Kulbakos, “İki yıl önce füzeler, tanklar, askerler nereden geldi? Ukrayna’dan Rusya’ya mı yoksa Rusya’dan Ukrayna’ya mı? Bu sorunun cevabı ampirik, ne felsefeye ne teolojiye ihtiyaç var” dedi. Vatikan’ın başbakanı konumundaki Devlet Sekreteri Kardinal Pietro Parolin de Corriere della Sera gazetesine yaptığı açıklamada, “Papa’nın çağrısı, adil ve kalıcı bir barış arayışı içinde diplomatik çözüm için gerekli koşulların yaratılması yönünde” diye konuştu.
Parolin bu koşulların yaratılması için iki tarafın da dahil olması gerektiğini ancak ilk koşulun saldırıya son vermek olduğunu vurguladı. Parolin ayrıca, Papa’nın ‘beyaz bayrak’ ifadesini kendisine sorulan bir sorudan alıntıyla kullandığını da hatırlattı ve “Papa müzakere cesaretinden söz etti, asla teslim olmaktan bahsetmedi” dedi.
Ne olmuştu?
Katolik Kilisesi lideri, İsviçre Radyo-Televizyonu’na (RSI) verdiği söyleşide Ukrayna’ya ‘beyaz bayrak’ tavsiyesinde bulununca ‘teslim olma’ çağrısı yaptığı gerekçesiyle tepki çekmişti.
Bir kısmı hafta sonunda yayımlanan söyleşide RSI muhabiri Papa’ya, “Ukrayna konusunda bir yanda teslim olma cesareti talep edenler, beyaz bayrak isteyenler var. Diğer yanda ise bunun daha güçlü olan tarafı meşru kılmak anlamına geleceğini söyleyenler var. Siz ne düşünüyorsunuz?” diye sormuştu.

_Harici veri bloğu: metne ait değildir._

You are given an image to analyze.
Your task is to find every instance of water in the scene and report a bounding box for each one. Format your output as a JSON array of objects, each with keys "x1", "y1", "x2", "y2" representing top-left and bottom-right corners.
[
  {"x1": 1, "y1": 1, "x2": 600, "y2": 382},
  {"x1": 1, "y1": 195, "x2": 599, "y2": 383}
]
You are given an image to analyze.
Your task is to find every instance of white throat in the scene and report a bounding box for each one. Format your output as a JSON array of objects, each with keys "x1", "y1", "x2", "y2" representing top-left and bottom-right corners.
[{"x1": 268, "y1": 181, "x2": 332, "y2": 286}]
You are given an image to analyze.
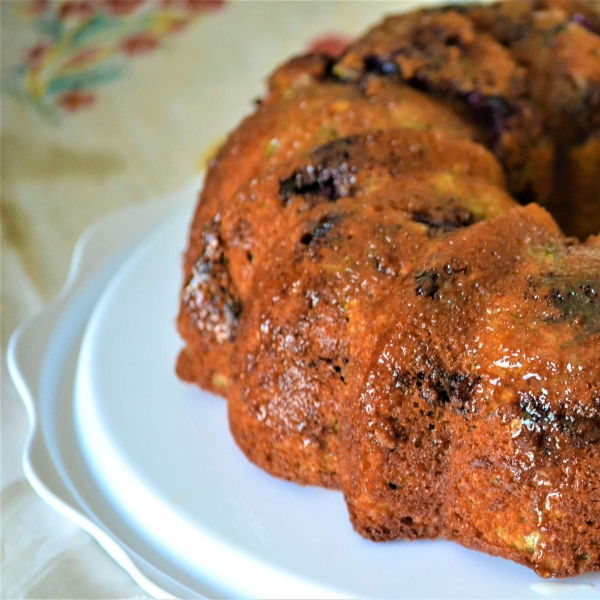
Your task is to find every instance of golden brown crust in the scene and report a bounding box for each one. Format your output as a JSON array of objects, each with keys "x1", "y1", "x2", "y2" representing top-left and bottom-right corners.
[
  {"x1": 340, "y1": 204, "x2": 600, "y2": 576},
  {"x1": 176, "y1": 0, "x2": 600, "y2": 578},
  {"x1": 178, "y1": 80, "x2": 480, "y2": 390},
  {"x1": 227, "y1": 130, "x2": 514, "y2": 487}
]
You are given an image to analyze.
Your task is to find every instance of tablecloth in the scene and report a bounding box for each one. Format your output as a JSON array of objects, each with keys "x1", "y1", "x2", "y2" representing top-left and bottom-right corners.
[{"x1": 0, "y1": 1, "x2": 424, "y2": 597}]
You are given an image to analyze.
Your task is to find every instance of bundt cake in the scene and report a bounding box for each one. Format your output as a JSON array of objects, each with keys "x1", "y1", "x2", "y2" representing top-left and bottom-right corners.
[{"x1": 176, "y1": 0, "x2": 600, "y2": 579}]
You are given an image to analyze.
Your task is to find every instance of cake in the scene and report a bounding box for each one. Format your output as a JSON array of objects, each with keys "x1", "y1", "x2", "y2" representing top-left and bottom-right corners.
[{"x1": 176, "y1": 0, "x2": 600, "y2": 578}]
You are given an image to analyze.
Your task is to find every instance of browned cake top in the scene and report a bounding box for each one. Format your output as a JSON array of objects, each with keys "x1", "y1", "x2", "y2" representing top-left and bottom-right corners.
[{"x1": 176, "y1": 0, "x2": 600, "y2": 579}]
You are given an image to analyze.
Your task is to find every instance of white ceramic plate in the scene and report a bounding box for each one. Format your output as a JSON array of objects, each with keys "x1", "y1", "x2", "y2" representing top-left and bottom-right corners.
[{"x1": 8, "y1": 181, "x2": 600, "y2": 599}]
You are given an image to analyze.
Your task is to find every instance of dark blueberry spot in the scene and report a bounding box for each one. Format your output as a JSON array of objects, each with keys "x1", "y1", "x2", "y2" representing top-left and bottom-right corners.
[
  {"x1": 415, "y1": 269, "x2": 440, "y2": 298},
  {"x1": 468, "y1": 93, "x2": 511, "y2": 125},
  {"x1": 279, "y1": 176, "x2": 297, "y2": 203},
  {"x1": 300, "y1": 213, "x2": 343, "y2": 247},
  {"x1": 442, "y1": 373, "x2": 478, "y2": 409},
  {"x1": 410, "y1": 207, "x2": 475, "y2": 235},
  {"x1": 433, "y1": 381, "x2": 451, "y2": 405},
  {"x1": 401, "y1": 368, "x2": 477, "y2": 411},
  {"x1": 462, "y1": 93, "x2": 518, "y2": 148},
  {"x1": 301, "y1": 168, "x2": 341, "y2": 201},
  {"x1": 224, "y1": 298, "x2": 243, "y2": 321},
  {"x1": 581, "y1": 284, "x2": 597, "y2": 300},
  {"x1": 405, "y1": 73, "x2": 431, "y2": 93},
  {"x1": 279, "y1": 145, "x2": 357, "y2": 205},
  {"x1": 544, "y1": 277, "x2": 600, "y2": 332},
  {"x1": 444, "y1": 34, "x2": 462, "y2": 47},
  {"x1": 411, "y1": 211, "x2": 433, "y2": 225},
  {"x1": 572, "y1": 13, "x2": 600, "y2": 35},
  {"x1": 312, "y1": 217, "x2": 337, "y2": 239},
  {"x1": 571, "y1": 418, "x2": 600, "y2": 447},
  {"x1": 388, "y1": 482, "x2": 398, "y2": 490},
  {"x1": 520, "y1": 393, "x2": 600, "y2": 449},
  {"x1": 300, "y1": 232, "x2": 313, "y2": 245},
  {"x1": 401, "y1": 516, "x2": 413, "y2": 525},
  {"x1": 364, "y1": 53, "x2": 400, "y2": 76},
  {"x1": 513, "y1": 182, "x2": 537, "y2": 206}
]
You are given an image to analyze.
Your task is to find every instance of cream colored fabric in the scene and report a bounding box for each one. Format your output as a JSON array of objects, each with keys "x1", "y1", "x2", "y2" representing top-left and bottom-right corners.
[
  {"x1": 1, "y1": 481, "x2": 151, "y2": 599},
  {"x1": 1, "y1": 1, "x2": 428, "y2": 596}
]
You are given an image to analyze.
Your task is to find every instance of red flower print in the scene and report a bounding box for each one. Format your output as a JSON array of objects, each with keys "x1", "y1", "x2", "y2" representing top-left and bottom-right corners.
[
  {"x1": 166, "y1": 18, "x2": 190, "y2": 33},
  {"x1": 27, "y1": 44, "x2": 49, "y2": 68},
  {"x1": 64, "y1": 47, "x2": 102, "y2": 68},
  {"x1": 58, "y1": 1, "x2": 96, "y2": 21},
  {"x1": 57, "y1": 90, "x2": 96, "y2": 112},
  {"x1": 160, "y1": 0, "x2": 224, "y2": 11},
  {"x1": 103, "y1": 0, "x2": 145, "y2": 15},
  {"x1": 29, "y1": 0, "x2": 49, "y2": 16},
  {"x1": 120, "y1": 31, "x2": 160, "y2": 55},
  {"x1": 307, "y1": 34, "x2": 351, "y2": 58},
  {"x1": 185, "y1": 0, "x2": 225, "y2": 13}
]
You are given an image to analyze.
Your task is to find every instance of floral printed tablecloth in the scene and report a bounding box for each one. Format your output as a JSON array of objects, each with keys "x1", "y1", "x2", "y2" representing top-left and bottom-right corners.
[{"x1": 1, "y1": 1, "x2": 425, "y2": 596}]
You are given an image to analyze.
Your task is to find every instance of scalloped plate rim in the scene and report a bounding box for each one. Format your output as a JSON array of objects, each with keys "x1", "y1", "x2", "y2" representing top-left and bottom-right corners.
[{"x1": 7, "y1": 177, "x2": 203, "y2": 600}]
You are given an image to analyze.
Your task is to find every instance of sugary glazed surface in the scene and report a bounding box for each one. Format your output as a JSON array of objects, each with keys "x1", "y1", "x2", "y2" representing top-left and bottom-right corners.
[{"x1": 177, "y1": 0, "x2": 600, "y2": 578}]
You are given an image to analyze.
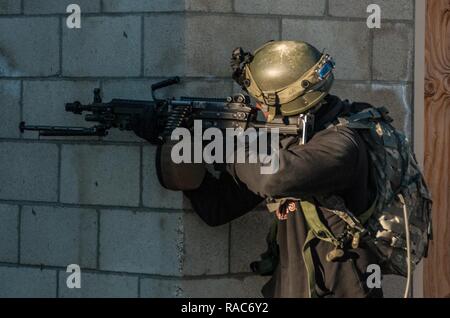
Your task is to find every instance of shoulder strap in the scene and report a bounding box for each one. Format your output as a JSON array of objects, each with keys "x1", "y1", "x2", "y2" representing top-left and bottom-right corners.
[
  {"x1": 335, "y1": 106, "x2": 394, "y2": 129},
  {"x1": 264, "y1": 196, "x2": 378, "y2": 297},
  {"x1": 299, "y1": 200, "x2": 341, "y2": 298}
]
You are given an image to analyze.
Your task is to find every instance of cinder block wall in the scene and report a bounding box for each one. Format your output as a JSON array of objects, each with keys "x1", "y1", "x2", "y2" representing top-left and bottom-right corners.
[{"x1": 0, "y1": 0, "x2": 414, "y2": 298}]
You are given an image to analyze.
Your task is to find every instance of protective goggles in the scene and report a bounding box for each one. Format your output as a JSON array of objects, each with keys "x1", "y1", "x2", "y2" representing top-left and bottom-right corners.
[{"x1": 245, "y1": 54, "x2": 335, "y2": 106}]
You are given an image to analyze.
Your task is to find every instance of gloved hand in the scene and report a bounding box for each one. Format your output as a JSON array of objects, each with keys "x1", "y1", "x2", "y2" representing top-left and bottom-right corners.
[{"x1": 130, "y1": 106, "x2": 160, "y2": 145}]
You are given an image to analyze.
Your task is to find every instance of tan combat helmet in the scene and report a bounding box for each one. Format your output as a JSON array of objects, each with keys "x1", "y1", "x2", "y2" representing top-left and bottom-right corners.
[{"x1": 232, "y1": 41, "x2": 335, "y2": 122}]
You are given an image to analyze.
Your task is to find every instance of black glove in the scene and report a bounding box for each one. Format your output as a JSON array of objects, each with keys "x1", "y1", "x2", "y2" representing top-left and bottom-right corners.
[{"x1": 131, "y1": 106, "x2": 160, "y2": 145}]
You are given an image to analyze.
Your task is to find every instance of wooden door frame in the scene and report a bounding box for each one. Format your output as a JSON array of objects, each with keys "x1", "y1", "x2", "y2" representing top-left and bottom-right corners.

Papa’nın yanıtı şöyleydi:
“Bu bir yorumdan ibaret ama esas güçlü olanın, vaziyeti görenler, halkını düşünenler, beyaz bayrak çekme ve müzakere etme cesaretini gösterenler olduğuna inanıyorum.

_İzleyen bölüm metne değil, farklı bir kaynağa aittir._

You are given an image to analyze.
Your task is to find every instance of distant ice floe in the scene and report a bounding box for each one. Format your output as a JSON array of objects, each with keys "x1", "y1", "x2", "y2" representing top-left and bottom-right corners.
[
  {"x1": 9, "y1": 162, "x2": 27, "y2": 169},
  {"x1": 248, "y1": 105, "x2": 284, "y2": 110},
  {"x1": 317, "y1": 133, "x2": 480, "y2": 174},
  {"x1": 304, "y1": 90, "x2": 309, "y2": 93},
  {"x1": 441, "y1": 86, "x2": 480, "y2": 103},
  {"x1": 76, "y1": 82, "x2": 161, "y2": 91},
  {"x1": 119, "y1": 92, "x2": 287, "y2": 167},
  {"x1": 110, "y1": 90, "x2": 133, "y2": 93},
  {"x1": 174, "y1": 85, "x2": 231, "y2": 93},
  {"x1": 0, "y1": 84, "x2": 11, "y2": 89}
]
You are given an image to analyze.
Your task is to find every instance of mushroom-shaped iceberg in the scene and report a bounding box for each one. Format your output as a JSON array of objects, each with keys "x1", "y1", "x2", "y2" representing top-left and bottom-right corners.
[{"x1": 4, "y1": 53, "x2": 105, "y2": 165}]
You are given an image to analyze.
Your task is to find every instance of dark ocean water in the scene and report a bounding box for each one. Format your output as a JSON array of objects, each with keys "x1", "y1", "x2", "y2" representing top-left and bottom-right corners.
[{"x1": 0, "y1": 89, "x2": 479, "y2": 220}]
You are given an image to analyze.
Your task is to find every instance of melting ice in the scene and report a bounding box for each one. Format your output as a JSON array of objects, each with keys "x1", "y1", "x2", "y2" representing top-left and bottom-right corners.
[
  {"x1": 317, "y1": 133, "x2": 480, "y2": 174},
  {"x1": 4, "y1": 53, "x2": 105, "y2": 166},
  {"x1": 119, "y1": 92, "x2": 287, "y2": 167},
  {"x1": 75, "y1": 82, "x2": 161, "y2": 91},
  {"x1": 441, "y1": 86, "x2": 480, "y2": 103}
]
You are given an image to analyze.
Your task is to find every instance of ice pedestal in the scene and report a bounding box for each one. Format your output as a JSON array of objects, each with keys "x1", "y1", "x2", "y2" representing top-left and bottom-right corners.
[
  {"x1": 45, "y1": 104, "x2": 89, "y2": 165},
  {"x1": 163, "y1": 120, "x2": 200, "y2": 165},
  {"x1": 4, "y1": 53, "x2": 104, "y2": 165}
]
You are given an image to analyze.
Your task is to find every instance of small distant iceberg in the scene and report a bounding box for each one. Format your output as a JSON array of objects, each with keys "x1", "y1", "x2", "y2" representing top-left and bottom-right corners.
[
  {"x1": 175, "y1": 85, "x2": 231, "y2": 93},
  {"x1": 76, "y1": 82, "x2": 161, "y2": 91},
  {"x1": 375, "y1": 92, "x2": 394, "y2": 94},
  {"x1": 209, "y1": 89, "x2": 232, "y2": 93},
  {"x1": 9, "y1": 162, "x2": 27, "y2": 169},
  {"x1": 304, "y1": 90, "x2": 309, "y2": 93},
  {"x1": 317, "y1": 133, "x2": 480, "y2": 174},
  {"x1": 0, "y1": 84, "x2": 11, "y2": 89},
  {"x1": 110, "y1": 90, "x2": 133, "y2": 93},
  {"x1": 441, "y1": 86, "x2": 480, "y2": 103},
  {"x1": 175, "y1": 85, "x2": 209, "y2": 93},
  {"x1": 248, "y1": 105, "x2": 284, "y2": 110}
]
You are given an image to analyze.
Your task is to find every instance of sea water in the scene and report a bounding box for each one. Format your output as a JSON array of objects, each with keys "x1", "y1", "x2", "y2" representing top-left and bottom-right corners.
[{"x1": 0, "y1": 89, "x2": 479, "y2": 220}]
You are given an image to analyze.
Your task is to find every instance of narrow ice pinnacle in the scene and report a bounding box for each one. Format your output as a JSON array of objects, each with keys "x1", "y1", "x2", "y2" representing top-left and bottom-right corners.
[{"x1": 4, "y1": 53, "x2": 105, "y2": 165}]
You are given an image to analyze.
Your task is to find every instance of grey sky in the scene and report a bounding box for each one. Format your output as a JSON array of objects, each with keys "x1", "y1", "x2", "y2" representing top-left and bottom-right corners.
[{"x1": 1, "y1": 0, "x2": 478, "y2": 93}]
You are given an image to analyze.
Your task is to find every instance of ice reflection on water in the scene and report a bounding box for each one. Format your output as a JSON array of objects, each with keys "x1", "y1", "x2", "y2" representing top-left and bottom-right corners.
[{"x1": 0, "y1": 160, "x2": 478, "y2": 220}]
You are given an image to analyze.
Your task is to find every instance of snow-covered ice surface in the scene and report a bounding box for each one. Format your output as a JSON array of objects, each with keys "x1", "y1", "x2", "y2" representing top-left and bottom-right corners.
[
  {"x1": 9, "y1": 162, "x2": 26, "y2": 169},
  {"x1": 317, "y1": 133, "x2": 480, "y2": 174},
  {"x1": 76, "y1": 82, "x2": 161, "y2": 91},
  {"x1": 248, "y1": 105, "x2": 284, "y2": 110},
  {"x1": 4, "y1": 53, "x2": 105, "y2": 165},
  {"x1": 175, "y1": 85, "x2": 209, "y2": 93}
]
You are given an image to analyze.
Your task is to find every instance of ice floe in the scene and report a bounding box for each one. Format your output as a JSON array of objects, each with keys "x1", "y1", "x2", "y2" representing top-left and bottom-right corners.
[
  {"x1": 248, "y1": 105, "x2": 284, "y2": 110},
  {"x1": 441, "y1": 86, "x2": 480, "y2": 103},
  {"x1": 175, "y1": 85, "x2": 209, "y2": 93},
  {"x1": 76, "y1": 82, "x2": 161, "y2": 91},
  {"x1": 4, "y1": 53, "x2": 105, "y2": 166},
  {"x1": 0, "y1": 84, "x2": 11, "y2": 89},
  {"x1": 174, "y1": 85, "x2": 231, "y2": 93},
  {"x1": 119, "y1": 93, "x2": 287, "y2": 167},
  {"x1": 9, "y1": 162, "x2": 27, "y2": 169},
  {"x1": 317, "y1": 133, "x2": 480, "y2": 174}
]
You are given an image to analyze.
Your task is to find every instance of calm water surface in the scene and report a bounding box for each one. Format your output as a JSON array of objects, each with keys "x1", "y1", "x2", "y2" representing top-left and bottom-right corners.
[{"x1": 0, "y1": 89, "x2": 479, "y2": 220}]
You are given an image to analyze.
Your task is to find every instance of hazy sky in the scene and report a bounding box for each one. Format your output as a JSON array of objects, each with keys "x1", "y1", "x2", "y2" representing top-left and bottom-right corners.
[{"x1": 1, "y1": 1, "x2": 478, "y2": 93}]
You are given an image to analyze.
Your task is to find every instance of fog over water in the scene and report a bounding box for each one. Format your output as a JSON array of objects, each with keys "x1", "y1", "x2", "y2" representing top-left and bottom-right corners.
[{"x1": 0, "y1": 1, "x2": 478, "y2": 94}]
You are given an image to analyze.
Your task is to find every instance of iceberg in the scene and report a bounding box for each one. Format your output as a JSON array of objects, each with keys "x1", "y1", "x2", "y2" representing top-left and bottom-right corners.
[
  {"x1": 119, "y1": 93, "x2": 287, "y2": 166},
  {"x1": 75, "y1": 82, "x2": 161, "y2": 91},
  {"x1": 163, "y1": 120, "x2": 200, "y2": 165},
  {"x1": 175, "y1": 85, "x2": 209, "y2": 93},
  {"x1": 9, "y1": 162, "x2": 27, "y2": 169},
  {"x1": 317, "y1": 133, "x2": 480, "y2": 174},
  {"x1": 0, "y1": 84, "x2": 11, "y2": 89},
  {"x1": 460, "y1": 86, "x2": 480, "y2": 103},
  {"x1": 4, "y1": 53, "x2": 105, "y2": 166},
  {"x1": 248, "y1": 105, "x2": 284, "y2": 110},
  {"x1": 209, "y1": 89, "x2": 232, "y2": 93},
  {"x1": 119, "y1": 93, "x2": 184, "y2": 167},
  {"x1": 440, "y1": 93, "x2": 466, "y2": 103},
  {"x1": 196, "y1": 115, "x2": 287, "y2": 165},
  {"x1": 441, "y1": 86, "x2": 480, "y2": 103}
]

Bugün uluslararası güçlerin yardımıyla müzakere edilebilir. Müzakere kelimesi cesur bir kelimedir. Yenildiğinizi, işlerin yolunda gitmediğini gördüğünüzde müzakere etme cesaretine sahip olmanız gerekir. Zamanı geldiğinde müzakere yapılmalı, arabuluculuk yapan bir ülke aranmalı. Türkiye bunun için öneride bulundu. Ve başkaları da var. İşler daha da kötüye gitmeden müzakere etmekten utanmayın.”
Bu sözler Avrupa çapında eleştiriyle karşılandı, Ukrayna Dışişleri Bakanı Dmitro Kuleba da “Bizim bayrağımız sarı ve mavi. Uğruna yaşadığımız, öldüğümüz ve galip geldiğimiz bayrak bu. Asla başka bayrak çekmeyeceğiz” dedi. NATO Genel Sekreteri Jens Stoltenberg de Papa’nın sözleriyle ilgili bir soruya karşılık “Şu an Ukraynalıların teslim olmasından bahsetmenin zamanı değil” dedi. Dün Brüksel’de konuşan Stoltenberg, “Bu Ukraynalılar için bir trajedi olur. Aynı zamanda hepimiz için de tehlikeli olur” diye konuştu.